In recent months Metro Transit has published fascinating previews on their newsy blog (http://www.metrotransit.org/riders-almanac-blog) Still, like that determined gentleman at the shelter, some of us need the riding experience to make it real. My hope is that some of the highlights will lure readers to take a closer look at the new and revamped routes. A few examples give the flavor of the Twin Cities public transportation-work-in-progress.

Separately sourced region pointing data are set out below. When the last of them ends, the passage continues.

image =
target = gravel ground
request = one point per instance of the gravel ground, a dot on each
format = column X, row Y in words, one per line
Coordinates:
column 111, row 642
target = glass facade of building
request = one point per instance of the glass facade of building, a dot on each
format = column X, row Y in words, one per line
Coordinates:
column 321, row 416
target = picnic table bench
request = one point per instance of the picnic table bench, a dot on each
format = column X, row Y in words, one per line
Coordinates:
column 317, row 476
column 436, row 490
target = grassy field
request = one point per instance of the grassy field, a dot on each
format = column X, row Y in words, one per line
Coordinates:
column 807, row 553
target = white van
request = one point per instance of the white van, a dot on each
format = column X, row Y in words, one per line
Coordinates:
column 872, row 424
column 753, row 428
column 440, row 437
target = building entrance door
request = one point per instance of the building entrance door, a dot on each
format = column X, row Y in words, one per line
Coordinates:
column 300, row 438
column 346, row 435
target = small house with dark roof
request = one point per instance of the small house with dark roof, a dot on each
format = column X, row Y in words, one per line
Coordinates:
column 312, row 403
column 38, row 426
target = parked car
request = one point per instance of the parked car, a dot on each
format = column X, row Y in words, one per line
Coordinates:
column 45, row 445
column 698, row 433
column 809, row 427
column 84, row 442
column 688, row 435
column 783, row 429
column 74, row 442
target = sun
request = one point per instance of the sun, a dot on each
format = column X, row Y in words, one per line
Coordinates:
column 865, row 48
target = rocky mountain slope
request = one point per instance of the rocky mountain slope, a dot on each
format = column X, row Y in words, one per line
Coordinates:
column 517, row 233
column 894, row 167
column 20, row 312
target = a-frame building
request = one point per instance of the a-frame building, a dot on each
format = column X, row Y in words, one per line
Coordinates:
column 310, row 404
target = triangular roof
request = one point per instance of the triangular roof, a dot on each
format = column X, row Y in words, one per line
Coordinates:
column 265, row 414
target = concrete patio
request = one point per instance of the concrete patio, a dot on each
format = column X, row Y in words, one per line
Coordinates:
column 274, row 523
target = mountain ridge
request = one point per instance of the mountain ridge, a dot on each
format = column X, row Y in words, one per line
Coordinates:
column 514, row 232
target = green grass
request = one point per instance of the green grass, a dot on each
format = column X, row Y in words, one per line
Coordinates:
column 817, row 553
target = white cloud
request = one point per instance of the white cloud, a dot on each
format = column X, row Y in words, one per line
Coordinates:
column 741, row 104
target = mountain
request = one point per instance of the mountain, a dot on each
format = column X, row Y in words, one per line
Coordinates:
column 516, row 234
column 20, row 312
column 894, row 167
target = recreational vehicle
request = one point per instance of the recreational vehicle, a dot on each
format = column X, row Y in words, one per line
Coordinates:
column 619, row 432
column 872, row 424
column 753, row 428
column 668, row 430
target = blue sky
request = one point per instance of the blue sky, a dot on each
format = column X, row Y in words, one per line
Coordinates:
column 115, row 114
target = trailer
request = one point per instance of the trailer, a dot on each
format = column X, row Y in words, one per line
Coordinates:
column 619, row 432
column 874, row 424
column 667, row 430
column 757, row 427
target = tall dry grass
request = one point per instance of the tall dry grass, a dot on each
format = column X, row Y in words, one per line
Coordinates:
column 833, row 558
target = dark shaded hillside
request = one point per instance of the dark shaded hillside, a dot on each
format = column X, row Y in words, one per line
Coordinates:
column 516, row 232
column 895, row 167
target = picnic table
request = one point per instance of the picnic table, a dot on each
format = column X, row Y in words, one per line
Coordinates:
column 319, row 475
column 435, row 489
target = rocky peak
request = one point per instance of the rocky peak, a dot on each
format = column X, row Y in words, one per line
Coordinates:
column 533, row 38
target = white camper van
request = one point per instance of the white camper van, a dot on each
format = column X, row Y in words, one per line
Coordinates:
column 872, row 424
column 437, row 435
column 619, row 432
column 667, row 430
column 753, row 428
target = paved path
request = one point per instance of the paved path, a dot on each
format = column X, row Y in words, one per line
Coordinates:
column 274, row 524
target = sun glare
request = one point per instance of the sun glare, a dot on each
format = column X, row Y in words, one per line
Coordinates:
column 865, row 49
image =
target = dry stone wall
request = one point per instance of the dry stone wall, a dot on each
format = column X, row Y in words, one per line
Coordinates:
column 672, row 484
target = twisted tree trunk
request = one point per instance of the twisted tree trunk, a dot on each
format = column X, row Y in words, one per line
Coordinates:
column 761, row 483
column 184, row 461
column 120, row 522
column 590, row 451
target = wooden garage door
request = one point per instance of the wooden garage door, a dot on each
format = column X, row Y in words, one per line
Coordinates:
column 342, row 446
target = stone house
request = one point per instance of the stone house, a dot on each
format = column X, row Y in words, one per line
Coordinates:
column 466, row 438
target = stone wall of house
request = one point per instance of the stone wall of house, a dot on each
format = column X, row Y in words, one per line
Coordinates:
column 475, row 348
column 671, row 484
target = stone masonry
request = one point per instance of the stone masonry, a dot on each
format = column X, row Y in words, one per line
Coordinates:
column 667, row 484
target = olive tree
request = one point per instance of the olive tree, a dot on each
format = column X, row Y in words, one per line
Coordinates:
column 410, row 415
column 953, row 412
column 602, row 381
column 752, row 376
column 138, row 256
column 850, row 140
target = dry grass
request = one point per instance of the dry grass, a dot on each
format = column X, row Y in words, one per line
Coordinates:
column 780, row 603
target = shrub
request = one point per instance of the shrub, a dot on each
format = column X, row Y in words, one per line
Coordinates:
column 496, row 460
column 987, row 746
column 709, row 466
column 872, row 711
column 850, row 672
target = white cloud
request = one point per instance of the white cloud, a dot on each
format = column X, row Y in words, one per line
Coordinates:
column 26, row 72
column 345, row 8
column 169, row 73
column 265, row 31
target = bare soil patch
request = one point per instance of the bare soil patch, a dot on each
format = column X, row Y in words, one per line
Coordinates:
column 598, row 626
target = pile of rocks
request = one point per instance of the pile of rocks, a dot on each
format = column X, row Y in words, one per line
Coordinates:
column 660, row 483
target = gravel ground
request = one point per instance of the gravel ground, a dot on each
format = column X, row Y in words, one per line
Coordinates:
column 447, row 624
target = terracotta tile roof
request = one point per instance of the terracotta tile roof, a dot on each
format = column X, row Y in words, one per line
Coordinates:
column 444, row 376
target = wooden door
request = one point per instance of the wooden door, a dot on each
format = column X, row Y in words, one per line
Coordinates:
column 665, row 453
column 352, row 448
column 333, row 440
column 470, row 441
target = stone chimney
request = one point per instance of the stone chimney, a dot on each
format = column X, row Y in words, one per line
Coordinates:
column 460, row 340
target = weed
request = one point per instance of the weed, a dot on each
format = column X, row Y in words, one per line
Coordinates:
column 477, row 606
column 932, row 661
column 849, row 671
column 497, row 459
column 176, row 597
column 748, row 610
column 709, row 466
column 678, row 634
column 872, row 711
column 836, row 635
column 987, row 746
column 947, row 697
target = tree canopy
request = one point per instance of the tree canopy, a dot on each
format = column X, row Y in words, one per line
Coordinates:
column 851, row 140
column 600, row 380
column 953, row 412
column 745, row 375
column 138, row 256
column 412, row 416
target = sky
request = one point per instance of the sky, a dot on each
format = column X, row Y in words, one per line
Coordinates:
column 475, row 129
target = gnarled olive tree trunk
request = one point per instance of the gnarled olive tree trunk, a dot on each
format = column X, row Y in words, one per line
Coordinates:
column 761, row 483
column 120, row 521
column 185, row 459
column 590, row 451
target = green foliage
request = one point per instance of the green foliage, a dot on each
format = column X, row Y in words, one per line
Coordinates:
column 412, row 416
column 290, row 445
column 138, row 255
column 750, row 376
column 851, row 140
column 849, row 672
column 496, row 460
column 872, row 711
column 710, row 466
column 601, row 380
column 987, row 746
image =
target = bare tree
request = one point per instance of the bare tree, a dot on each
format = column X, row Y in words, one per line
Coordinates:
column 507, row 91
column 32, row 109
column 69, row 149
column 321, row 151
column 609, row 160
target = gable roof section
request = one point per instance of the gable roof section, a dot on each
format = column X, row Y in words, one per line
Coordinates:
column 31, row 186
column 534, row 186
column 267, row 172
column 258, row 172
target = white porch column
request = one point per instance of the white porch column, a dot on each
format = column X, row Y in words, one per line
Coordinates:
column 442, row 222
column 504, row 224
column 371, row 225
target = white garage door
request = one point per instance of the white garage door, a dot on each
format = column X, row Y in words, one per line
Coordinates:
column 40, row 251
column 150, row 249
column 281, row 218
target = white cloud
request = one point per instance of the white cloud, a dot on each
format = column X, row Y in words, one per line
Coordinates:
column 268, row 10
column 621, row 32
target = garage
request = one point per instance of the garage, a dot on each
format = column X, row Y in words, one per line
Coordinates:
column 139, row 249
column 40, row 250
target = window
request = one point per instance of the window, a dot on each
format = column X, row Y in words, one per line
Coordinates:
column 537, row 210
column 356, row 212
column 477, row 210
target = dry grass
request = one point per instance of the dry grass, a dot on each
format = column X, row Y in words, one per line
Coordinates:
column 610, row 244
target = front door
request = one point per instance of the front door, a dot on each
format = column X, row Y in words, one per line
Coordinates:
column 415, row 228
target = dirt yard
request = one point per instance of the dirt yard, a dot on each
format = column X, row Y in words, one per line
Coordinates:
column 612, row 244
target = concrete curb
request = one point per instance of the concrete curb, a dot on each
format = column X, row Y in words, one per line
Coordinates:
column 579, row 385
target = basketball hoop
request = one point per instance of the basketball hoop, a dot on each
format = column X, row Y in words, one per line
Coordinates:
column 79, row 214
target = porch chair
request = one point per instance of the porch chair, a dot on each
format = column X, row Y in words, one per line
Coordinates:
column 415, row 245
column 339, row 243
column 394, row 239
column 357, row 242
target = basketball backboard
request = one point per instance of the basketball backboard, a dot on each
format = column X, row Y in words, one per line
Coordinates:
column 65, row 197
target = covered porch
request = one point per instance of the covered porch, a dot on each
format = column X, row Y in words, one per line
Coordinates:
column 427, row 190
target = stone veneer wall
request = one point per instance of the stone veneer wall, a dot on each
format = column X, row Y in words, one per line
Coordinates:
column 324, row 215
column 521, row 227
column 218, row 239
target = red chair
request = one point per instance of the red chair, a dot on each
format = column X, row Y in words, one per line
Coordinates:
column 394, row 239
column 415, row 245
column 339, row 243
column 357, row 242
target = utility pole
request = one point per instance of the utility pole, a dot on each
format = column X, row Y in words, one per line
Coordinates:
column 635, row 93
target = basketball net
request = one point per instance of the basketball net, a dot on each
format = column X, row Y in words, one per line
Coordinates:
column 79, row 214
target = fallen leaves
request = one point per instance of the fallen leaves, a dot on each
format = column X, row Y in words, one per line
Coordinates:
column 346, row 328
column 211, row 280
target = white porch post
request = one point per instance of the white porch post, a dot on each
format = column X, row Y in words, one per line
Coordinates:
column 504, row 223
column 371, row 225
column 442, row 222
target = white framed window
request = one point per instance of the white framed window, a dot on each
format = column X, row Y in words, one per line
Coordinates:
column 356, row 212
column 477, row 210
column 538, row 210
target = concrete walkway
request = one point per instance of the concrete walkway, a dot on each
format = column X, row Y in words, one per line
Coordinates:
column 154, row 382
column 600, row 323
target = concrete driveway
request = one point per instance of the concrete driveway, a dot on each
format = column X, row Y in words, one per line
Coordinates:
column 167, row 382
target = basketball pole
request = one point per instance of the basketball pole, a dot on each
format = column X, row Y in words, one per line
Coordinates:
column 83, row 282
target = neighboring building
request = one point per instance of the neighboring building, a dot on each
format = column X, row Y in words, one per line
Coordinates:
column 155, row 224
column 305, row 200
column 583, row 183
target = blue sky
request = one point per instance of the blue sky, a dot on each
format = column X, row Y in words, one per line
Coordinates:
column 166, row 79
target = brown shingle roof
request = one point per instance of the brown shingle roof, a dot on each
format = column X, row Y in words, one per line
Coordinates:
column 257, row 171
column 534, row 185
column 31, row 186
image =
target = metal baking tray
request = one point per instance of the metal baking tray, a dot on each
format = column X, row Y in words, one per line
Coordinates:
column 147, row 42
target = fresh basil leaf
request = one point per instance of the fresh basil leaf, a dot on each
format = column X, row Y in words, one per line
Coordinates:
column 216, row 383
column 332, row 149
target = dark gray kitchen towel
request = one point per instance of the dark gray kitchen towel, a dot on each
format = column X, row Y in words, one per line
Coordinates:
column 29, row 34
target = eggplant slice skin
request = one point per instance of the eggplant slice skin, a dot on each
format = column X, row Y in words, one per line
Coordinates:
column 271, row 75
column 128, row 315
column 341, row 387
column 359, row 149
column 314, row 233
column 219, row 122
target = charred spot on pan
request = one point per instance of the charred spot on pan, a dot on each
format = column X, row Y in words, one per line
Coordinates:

  • Take, for example the expanded Route 67 which replaces the old Route 8.   The rehabbed 67 runs mostly on Franklin and Minnehaha between downtown St. Paul and the Blue Line Franklin Avenue Station, with a connection to Green Line stations at Fairview and Raymond. Better yet, the bus runs every 20 minutes Monday-Saturday with hourly runs on Sunday. It even takes a dip in the route to accommodate Augsburg College and the Fairview University Medical Center.
  • Or consider Route 83, constructed to fill a gap in North-South service between Snelling and Dale. The run goes between the Roseville Super Target and Montreal Circle just South of West 7th  The 83 travels for the most part on Lexington with stops at popular sites including the Ramsey County Library on Hamline and the Como Park Zoo & Conservatory.   The bus connects with the Green Line Lexington Parkway Stations. with service every 30 minutes seven days a week.
  • Or there’s my personal favorite, Route 30, which has expanded my transit horizons and saved me countless hours on the bus. The 30 connects North and Northeast Minneapolis riders with the Green Line at University and Raymond, entry point to the wonders of the Capitol City without the usual slow trek through downtown Minneapolis.   Built with federal funds the route will be evaluated after one year of service – thus my high motivation to fill the seats of Route 30 which currently operates just five days a week.

These are three of dozens of bus routes and options that have been a sadly overlooked in the hoopla afforded the Green Line.   Some day I would love to have the time to follow that gentleman’s plan to explore them all. Meantime, there’s much to be gleaned from the Metro Transit blog (http://www.metrotransit.org/riders-almanac-blog).

In fact, for months the folks at Metro Transit have anticipated the changes; the results are on the Rider’s Almanac where there are fascinating details about the routes, the riders, the schedules and the connections. Even more fun for the armchair bus buff are the brief histories of each bus route. Here, for example, is the history of Route 30:

The first horse-drawn streetcars appeared on West Broadway Avenue in 1883. Electric streetcars were introduced in 1891. The Broadway Crosstown streetcar line [ran] between Robbinsdale on the west to Stinson Avenue the east. Buses replaced streetcars in the corridor in 1950….

Though stressed-out drivers bemoan the frequent bus stops that slow their dash to premium parking spots they should instead calculate as they simmer that each of those public transit riders means one less vehicle at the next stoplight.

I choose to celebrate this welcome move towards liberation of those who choose to capitalize on the Twin Cities public transit system. There’s lots to learn about today’s transit options. In fact, hopping on could be easier than the vehicle-dependent realize. The first trip is the hardest – and bus drivers and riders alike tend to be patient with newbies.